Simplify the fraction

Add the numerators and simplify the fraction, getting: $$\frac{6}{3}$$

Reduce the fraction to simplest form

Reduce the fraction by dividing both numerator and denominator by their greatest common divisor, which is 3 in this case: $$\frac{6 ÷ 3}{3 ÷ 3} = 2$$

Verify that the left side of the equation equals the right side

We simplified the left side of the equation to 2, and the right side of the equation is also 2, which means the given x value (x = 2) is indeed a solution to the equation.

Key concepts

Equation Solving

Solving equations is like solving a puzzle. You find the value of a variable that makes the equation true. For example, in the equation \( \frac{1}{3} x + \frac{4}{3} = 2 \), we are looking for the value of \( x \) that makes the left side equal to the right side.

In this exercise, we're given a value for \( x \) and asked to check if it solves the equation. This involves substituting the given \( x \) value into the equation and performing arithmetic operations to see if the equation holds true. Equation solving often involves similar steps: breaking down complicated expressions, substituting values, and manipulating both sides to check for equality.

Fractions

Fractions are a way to represent parts of a whole. They consist of a numerator (top number) and a denominator (bottom number). Understanding how to work with fractions is crucial, especially in algebra.

In our problem, we deal with fractions \( \frac{1}{3} x \) and \( \frac{4}{3} \) on the left side of the equation. To process these, a crucial step is ensuring the denominators are the same, which allows us to directly add or subtract the numerators. In this case, both fractions have denominators of 3, which makes the arithmetic straightforward. Manipulating fractions properly helps to simplify the equation and find the correct value for \( x \).

Simplification

Simplification is about making an expression easier to understand or work with. In our equation, once we substitute \( x = 2 \), we end up with the expression \( \frac{2}{3} + \frac{4}{3} \).

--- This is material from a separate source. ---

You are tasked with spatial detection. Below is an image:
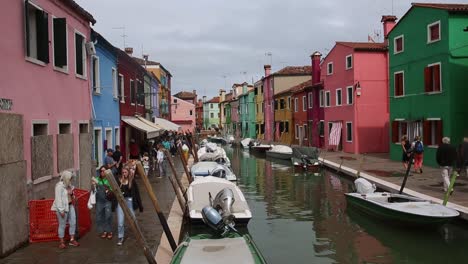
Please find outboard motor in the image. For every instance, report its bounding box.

Since both fractions have the same denominator, we can add them together: \( \frac{2 + 4}{3} = \frac{6}{3} \). This addition makes it simpler. Simplifying fractions further involves reducing them to their simplest form. Here, \( \frac{6}{3} \) can be reduced by dividing both the numerator and the denominator by their greatest common divisor, 3, which results in the integer 2.

Verification of Solutions

Verification is the process of checking if a proposed solution is indeed correct. After simplifying the equation, we ended up with \( 2 = 2 \). This verification process confirms whether the left-hand side equals the right-hand side of the equation.

In our case, since \( 2 \) matches the right side of the equation, we can conclude that \( x = 2 \) is indeed the correct solution. Verification is a vital final step in equation solving as it ensures accuracy and confirms the validity of the solution. Proper verification rules out arithmetic errors and affirms the structure of the equation.